3.8 Trading in the Company shares, accounting and reporting

3.8.1 Those of the Company’s employees who have information relevant to the pricing of the
Company shares in the exchange markets shall keep such information confidential and comply with applicable legislation and the Insider Trading Regulations of the Company.

3.8.2 The Company’s employees will only be entitled to trade in the the Company shares in compliance with applicable legislation and the Insider Trading Regulations of the Company. All employees must familiarise themselves with applicable legislation and the Insider Trading Regulations of the Company before trading in the Company’s shares.

3.8.3 The Company shall establish accounting procedures, ensuring that all transactions are correctly registered in accordance with applicable laws and regulations. All employees will be required to follow the Company’s regulations concerning registration of transactions and proper documentation. All employees will be responsible for ensuring that business transactions are fully and correctly reported and documented and in accordance with generally accepted accounting practice.

3.8.4 The Company’s reporting shall in all material respects comply with applicable laws and regulations and be full, fair, accurate, timely and understandable.

3.9 Private interests and actions by employees

3.9.1 No employee of the Company should hold another position or carry out work for others during working hours without prior written permission from a supervisor.

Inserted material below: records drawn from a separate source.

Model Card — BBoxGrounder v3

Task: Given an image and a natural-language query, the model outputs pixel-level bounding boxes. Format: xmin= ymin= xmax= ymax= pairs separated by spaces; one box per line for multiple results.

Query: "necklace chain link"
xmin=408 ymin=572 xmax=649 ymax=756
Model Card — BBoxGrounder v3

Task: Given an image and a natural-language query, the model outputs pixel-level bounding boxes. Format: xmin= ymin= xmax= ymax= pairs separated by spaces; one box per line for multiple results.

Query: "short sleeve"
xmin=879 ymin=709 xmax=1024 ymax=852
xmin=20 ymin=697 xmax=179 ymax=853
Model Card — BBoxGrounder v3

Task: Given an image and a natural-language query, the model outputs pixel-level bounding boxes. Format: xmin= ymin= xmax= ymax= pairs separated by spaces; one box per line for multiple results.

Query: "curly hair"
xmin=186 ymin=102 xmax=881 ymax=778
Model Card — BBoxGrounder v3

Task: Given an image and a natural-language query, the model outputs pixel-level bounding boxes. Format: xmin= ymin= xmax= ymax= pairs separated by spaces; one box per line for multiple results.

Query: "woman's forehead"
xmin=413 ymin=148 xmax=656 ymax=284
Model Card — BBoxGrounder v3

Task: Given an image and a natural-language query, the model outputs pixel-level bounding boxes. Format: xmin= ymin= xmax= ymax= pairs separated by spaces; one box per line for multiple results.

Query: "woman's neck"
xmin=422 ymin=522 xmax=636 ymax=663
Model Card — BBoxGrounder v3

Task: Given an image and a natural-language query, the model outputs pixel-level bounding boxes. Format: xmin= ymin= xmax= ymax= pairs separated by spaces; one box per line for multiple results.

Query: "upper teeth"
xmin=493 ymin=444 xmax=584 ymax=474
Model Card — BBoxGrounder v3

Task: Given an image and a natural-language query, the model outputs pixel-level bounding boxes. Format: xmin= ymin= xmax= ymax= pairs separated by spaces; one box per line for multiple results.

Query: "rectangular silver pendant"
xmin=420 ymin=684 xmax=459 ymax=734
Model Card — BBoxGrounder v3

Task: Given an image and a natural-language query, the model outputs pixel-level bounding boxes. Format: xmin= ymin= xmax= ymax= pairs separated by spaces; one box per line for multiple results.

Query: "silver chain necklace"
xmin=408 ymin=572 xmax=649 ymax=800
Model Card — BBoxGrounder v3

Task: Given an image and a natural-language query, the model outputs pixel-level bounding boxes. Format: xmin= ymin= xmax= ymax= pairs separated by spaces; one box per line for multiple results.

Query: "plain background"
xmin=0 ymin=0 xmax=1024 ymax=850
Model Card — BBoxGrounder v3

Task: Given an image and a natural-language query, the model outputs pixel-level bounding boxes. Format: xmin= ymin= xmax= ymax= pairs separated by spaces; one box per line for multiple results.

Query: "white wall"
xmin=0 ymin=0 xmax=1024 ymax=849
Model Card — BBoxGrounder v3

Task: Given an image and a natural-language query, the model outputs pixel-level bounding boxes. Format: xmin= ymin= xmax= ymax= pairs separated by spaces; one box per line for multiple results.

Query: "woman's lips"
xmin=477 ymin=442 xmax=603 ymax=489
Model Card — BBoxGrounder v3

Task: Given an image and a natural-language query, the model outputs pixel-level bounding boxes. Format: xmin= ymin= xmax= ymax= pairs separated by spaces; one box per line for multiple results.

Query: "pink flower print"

3.10 Control and sanctions

3.10.1 As an integrated part of internal/external auditing, vendor assessment etc., the Company shall on a regular basis check that all aspects of the above guidelines are followed.

3.10.2 Any infringement of the Code should be raised immediately with a supervisor. If this is not possible, the infringement should be raised with a member of the the Company Interconnect Solutions Executive Management, or if applicable a member of the Board of Directors.

3.10.3 The Board of Directors of the relevant company within the Group shall take all action it considers appropriate, and investigate any violations of the Code reported to it. The respective Board shall, in respect of any not insignificant violations committed, also report to the Board of the Company.

3.10.4 If a violation has occurred, the relevant Board of directors or supervising manager shall take the necessary disciplinary and preventive actions, normally termination of employment, termination of supplier contract etc.